I wonder if the OP has a nonstandard filter on the back?

[Bob 256]

One other thought - make sure when you compare the K-1 and your film camera, that comparisons are done at the same aperture. Vignetting is pretty dependent on aperture (generally decreasing with higher f-stop values) and it's possible that the K-1 had a larger aperture than your film camera comparison. Same lens but different apertures can lead to misleading results.

I previously mentioned that wide lenses have a wider light cone but for many modern wide angles, that isn't necessarily true. Newer wide angles use a nearly normal type lens behind a highly negative set of elements so when the light cone leaves the former, the lens can be behaving like a 50mm lens as far as the light cone is concerned. That's one reason to take another look at comparative apertures between different cameras.

[GUB]

One other thought - make sure when you compare the K-1 and your film camera, that comparisons are done at the same aperture. Vignetting is pretty dependent on aperture (generally decreasing with higher f-stop values) and it's possible that the K-1 had a larger aperture than your film camera comparison. Same lens but different apertures can lead to misleading results.

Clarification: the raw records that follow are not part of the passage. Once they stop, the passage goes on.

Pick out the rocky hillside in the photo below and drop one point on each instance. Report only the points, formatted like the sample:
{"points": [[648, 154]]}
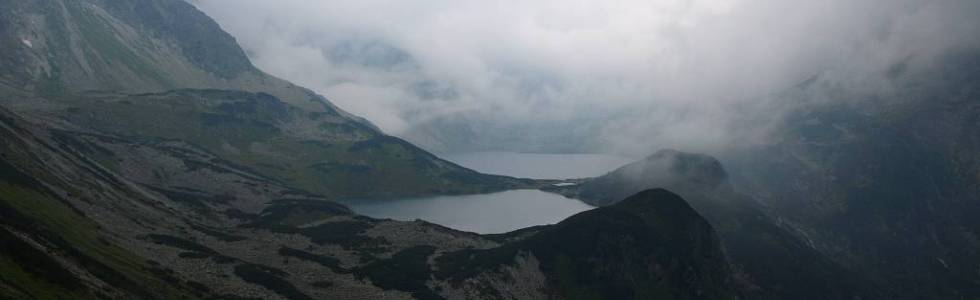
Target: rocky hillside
{"points": [[888, 182], [160, 70], [144, 157], [188, 225]]}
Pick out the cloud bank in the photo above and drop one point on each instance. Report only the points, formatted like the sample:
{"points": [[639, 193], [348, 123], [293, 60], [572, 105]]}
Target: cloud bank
{"points": [[627, 76]]}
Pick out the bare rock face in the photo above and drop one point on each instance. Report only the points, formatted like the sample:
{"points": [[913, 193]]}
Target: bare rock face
{"points": [[142, 156]]}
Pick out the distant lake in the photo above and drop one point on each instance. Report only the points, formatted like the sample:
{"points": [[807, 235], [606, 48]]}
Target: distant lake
{"points": [[539, 166], [504, 211], [486, 213]]}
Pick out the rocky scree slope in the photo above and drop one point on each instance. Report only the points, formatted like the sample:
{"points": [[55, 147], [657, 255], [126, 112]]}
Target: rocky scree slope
{"points": [[162, 70]]}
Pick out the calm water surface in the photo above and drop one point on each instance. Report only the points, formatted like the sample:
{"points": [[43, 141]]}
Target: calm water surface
{"points": [[539, 166], [504, 211], [486, 213]]}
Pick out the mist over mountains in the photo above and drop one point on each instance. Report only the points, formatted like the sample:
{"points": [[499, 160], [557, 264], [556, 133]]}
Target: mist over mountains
{"points": [[825, 150], [627, 77]]}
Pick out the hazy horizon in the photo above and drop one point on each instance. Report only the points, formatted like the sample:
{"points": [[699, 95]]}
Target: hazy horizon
{"points": [[590, 76]]}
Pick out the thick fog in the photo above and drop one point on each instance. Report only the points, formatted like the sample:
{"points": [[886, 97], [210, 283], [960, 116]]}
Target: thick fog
{"points": [[623, 76]]}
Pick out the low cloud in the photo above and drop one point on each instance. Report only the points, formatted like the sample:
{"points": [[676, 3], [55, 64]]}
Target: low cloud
{"points": [[631, 76]]}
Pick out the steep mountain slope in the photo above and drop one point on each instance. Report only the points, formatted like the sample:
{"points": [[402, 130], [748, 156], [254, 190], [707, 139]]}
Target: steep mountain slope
{"points": [[161, 70], [652, 245], [886, 181], [187, 225], [771, 259]]}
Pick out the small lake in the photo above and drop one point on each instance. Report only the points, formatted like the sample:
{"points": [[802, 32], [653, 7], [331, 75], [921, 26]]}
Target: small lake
{"points": [[484, 213], [504, 211], [539, 166]]}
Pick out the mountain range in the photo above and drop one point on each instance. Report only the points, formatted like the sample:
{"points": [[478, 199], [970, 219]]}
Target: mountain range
{"points": [[145, 157]]}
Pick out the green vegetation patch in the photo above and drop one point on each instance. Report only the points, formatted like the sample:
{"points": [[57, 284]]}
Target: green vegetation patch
{"points": [[408, 270]]}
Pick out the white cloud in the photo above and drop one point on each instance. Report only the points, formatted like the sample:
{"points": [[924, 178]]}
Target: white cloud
{"points": [[663, 70]]}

I previously mentioned that wide lenses have a wider light cone but for many modern wide angles, that isn't necessarily true. Newer wide angles use a nearly normal type lens behind a highly negative set of elements so when the light cone leaves the former, the lens can be behaving like a 50mm lens as far as the light cone is concerned. That's one reason to take another look at comparative apertures between different cameras.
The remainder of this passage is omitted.